A spring that is 0.7 m in length elongates to 1.06 m when a 20 Newton force is exerted to stretch the spring. By how much more does the spring stretch when an additional 8 Newtons of force is exerted on it?

1.01
0.053
0.072
0.45
0.144
0.561
0.736
1.06

I think there are 3 parts to figuring this out:

#1) 20 N + 8 N + 28N
#2) idk...
#3) idk...

Please help!

Answer 1

Extension caused by first force = 1.06-0.7=0.36cm......since F ~ e...... F= ke...... F/e = k (constant of proportionality).... F1/F2 =e1 /e2...... F2=20+8=28N......F1=20N......e1=0.36cm......e2=?....... F1/F2 =e1 /e2...... 20/28=0.36/e2.....e2=0.504......

Answer 2

A spiral spring is stretched 0.6cm by a force of 20N find the original Leng of the material if a force of 40N stretches a material of 30cm

Answer 3

To solve this problem, we need to use Hooke's Law, which states that the elongation of a spring is directly proportional to the force applied to it. Mathematically, this can be represented as:

F = k * x

Where:
F is the force applied to the spring
k is the spring constant
x is the elongation of the spring

We can rearrange this equation to solve for x:

x = F / k

Now let's break down the problem into three parts as you mentioned:

1) Calculate the spring constant (k):
To find the spring constant, we can use the given information that the spring elongates from 0.7 m to 1.06 m when a 20 N force is applied. We can write this as:

x1 = 0.36 m (elongation when 20 N force is applied)

Using the equation above, we can find k by rearranging it:

k = F / x
k = 20 N / 0.36 m
k ≈ 55.56 N/m

So the spring constant is approximately 55.56 N/m.

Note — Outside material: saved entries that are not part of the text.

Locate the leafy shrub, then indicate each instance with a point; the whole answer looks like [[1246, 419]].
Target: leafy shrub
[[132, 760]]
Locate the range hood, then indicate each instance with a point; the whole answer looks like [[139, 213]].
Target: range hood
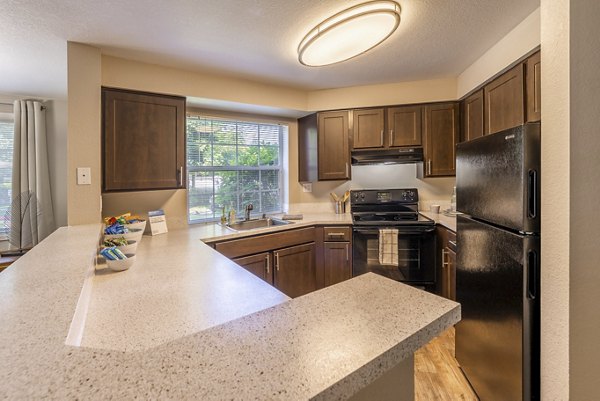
[[387, 156]]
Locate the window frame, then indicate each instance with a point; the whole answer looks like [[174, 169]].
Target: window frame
[[6, 117], [281, 167]]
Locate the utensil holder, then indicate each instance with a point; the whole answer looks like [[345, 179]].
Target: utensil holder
[[340, 207]]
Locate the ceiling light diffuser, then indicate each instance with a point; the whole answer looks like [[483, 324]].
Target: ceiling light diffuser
[[349, 33]]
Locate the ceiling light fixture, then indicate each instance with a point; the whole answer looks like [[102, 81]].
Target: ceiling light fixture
[[349, 33]]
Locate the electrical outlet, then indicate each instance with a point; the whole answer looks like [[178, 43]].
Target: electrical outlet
[[84, 176]]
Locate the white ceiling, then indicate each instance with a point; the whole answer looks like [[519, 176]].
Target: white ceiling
[[254, 39]]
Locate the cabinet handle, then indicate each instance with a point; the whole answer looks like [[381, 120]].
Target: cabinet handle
[[335, 234], [267, 263]]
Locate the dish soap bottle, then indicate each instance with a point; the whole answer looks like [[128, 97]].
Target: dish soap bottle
[[223, 216], [231, 214]]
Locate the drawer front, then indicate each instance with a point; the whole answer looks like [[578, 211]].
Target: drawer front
[[451, 236], [334, 234], [265, 243]]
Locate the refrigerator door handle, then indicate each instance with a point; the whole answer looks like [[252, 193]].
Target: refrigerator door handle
[[532, 274], [532, 201]]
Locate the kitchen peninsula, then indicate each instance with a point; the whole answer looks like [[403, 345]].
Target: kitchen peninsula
[[187, 323]]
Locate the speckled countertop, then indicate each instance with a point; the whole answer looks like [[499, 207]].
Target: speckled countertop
[[213, 232], [442, 219], [325, 345]]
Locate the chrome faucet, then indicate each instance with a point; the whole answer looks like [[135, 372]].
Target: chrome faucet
[[249, 207]]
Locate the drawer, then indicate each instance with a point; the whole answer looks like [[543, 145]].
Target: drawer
[[265, 243], [337, 233]]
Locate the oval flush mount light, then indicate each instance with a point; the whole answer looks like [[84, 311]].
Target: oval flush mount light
[[349, 33]]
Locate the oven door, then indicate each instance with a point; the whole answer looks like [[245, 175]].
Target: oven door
[[416, 254]]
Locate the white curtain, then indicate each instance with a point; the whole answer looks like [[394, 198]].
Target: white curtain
[[32, 216]]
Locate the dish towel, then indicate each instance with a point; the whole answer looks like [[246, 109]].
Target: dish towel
[[388, 246]]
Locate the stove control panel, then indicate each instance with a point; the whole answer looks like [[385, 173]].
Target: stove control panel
[[384, 196]]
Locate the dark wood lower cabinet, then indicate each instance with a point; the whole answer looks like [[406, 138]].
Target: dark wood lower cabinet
[[295, 270], [447, 268], [449, 273], [337, 262], [260, 265]]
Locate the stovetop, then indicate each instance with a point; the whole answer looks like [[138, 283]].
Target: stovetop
[[390, 218]]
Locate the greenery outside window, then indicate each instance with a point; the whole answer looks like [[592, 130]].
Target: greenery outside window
[[231, 164], [6, 150]]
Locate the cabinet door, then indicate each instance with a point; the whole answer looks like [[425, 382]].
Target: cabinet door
[[259, 265], [504, 103], [295, 270], [337, 262], [143, 141], [449, 274], [307, 148], [441, 136], [404, 126], [367, 129], [334, 151], [472, 116], [534, 84]]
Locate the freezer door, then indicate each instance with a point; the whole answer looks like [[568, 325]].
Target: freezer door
[[497, 285], [498, 178]]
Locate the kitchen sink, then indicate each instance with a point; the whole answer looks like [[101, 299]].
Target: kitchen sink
[[256, 223]]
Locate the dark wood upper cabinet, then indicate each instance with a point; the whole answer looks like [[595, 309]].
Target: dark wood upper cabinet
[[367, 128], [260, 265], [472, 116], [441, 133], [295, 270], [504, 101], [307, 148], [333, 145], [143, 141], [404, 126], [533, 81]]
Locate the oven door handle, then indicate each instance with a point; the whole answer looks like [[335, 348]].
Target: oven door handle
[[401, 231]]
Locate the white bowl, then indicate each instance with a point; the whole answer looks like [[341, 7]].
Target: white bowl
[[141, 225], [130, 248], [133, 234], [121, 264]]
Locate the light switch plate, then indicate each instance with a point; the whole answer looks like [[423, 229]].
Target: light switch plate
[[84, 176]]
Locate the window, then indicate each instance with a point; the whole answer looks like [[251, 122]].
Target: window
[[6, 148], [231, 164]]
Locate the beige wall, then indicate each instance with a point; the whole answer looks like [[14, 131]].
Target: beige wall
[[83, 146], [380, 95], [518, 42], [56, 130], [570, 148], [584, 109], [121, 73], [555, 209]]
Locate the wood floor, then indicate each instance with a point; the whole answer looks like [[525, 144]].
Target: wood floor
[[437, 375]]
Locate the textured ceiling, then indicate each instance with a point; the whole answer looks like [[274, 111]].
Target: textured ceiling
[[254, 39]]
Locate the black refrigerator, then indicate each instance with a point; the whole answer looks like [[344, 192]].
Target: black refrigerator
[[498, 263]]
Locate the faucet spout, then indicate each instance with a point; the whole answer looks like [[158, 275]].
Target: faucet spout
[[249, 207]]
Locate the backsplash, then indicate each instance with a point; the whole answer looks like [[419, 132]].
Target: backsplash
[[431, 190]]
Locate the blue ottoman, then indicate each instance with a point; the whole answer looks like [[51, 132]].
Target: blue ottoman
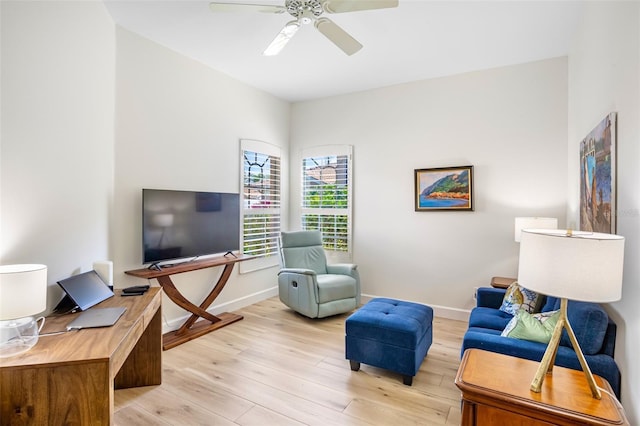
[[389, 334]]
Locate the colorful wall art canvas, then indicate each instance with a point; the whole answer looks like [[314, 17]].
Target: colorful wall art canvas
[[445, 188], [598, 178]]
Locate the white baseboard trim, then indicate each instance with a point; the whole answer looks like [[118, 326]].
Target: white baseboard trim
[[438, 311], [230, 306]]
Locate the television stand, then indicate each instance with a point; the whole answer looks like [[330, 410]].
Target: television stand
[[192, 328]]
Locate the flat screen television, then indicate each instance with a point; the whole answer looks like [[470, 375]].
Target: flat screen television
[[188, 224]]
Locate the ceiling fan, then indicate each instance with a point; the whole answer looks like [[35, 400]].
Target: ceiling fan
[[305, 12]]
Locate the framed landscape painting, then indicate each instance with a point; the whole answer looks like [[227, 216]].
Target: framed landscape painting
[[444, 188], [598, 178]]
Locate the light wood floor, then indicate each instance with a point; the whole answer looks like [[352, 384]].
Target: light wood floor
[[276, 367]]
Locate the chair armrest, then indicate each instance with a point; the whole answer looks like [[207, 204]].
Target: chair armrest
[[300, 271], [489, 297], [342, 268]]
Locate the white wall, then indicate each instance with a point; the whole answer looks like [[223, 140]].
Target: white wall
[[604, 76], [509, 123], [178, 126], [56, 148]]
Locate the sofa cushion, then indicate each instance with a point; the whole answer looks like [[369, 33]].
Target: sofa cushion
[[535, 327], [489, 318], [589, 323], [518, 297]]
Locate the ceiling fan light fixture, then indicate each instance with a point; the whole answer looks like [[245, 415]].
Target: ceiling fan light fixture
[[282, 39]]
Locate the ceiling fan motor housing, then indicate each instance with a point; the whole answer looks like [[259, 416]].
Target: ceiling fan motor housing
[[304, 10]]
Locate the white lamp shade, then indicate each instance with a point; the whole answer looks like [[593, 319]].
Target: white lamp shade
[[23, 290], [533, 223], [585, 266]]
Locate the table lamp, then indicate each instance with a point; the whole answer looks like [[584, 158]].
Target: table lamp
[[533, 223], [23, 294], [576, 265]]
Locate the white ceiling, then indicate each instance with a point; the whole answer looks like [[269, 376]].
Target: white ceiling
[[418, 40]]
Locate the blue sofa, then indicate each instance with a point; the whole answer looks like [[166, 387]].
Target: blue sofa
[[594, 330]]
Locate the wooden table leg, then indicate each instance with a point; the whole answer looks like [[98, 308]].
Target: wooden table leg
[[193, 328]]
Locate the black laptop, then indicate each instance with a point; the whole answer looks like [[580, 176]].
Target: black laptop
[[83, 291]]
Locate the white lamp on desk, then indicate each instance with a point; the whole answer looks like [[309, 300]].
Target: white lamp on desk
[[23, 294], [576, 265]]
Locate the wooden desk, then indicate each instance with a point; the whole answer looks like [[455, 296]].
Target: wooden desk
[[495, 391], [192, 329], [70, 378]]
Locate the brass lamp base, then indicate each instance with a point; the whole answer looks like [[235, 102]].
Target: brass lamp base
[[546, 365]]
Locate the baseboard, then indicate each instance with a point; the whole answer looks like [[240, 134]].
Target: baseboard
[[438, 311], [230, 306]]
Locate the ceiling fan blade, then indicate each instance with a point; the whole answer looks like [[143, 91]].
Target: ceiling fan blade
[[340, 6], [282, 38], [338, 36], [244, 7]]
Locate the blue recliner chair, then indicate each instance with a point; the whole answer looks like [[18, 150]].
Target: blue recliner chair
[[308, 285]]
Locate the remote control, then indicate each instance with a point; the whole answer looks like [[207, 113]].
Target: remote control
[[136, 289]]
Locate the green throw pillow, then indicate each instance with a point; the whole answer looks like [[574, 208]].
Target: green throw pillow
[[534, 327]]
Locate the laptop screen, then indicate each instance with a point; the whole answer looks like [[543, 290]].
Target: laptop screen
[[86, 289]]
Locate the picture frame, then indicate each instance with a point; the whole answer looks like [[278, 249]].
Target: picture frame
[[443, 188], [598, 177]]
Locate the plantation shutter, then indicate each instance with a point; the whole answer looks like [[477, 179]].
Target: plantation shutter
[[326, 197], [261, 200]]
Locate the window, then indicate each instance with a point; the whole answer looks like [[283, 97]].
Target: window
[[326, 197], [261, 199]]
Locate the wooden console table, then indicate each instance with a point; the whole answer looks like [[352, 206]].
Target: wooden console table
[[495, 391], [193, 328], [70, 378]]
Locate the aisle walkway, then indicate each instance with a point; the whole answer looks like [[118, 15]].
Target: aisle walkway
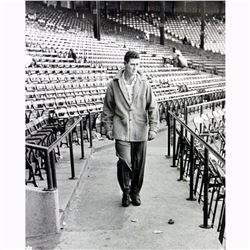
[[95, 218]]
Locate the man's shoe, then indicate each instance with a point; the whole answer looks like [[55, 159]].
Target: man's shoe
[[125, 200], [136, 201]]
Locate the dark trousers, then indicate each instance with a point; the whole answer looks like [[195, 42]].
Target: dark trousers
[[130, 166]]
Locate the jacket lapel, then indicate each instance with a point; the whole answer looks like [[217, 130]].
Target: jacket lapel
[[123, 90], [136, 87]]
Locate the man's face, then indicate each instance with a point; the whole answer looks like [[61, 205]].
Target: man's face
[[132, 66]]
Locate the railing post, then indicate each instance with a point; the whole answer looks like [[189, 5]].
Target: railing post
[[186, 118], [222, 229], [174, 141], [82, 140], [71, 156], [181, 154], [166, 113], [48, 170], [191, 173], [206, 182], [53, 169], [169, 134], [90, 131]]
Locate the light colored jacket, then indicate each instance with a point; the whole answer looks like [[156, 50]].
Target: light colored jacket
[[130, 122]]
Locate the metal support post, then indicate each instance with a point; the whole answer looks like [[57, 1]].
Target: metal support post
[[191, 173], [90, 131], [53, 168], [174, 142], [206, 183], [169, 135], [82, 140], [181, 154], [71, 157], [48, 170]]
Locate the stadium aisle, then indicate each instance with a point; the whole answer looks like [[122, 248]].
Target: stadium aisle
[[96, 219]]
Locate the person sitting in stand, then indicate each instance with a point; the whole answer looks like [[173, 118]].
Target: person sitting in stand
[[72, 55]]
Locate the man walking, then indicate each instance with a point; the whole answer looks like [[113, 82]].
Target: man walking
[[130, 116]]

2) Find the elongation when an additional 8 N force is applied:
Using the same equation as before, we can calculate the elongation (x2) when an additional 8 N force is applied:

F2 = 8 N (additional force)

x2 = F2 / k
x2 = 8 N / 55.56 N/m
x2 ≈ 0.144 m

Therefore, the spring elongates by approximately 0.144 m when an additional 8 N force is applied.

3) Calculate the total elongation:
To find the total elongation, we need to add the elongations from the two forces:

Total elongation = x1 + x2
Total elongation ≈ 0.36 m + 0.144 m
Total elongation ≈ 0.504 m

So, the total elongation is approximately 0.504 m.

Based on the answer choices provided, the option closest to 0.504 m is 0.561. Therefore, the correct answer is 0.561.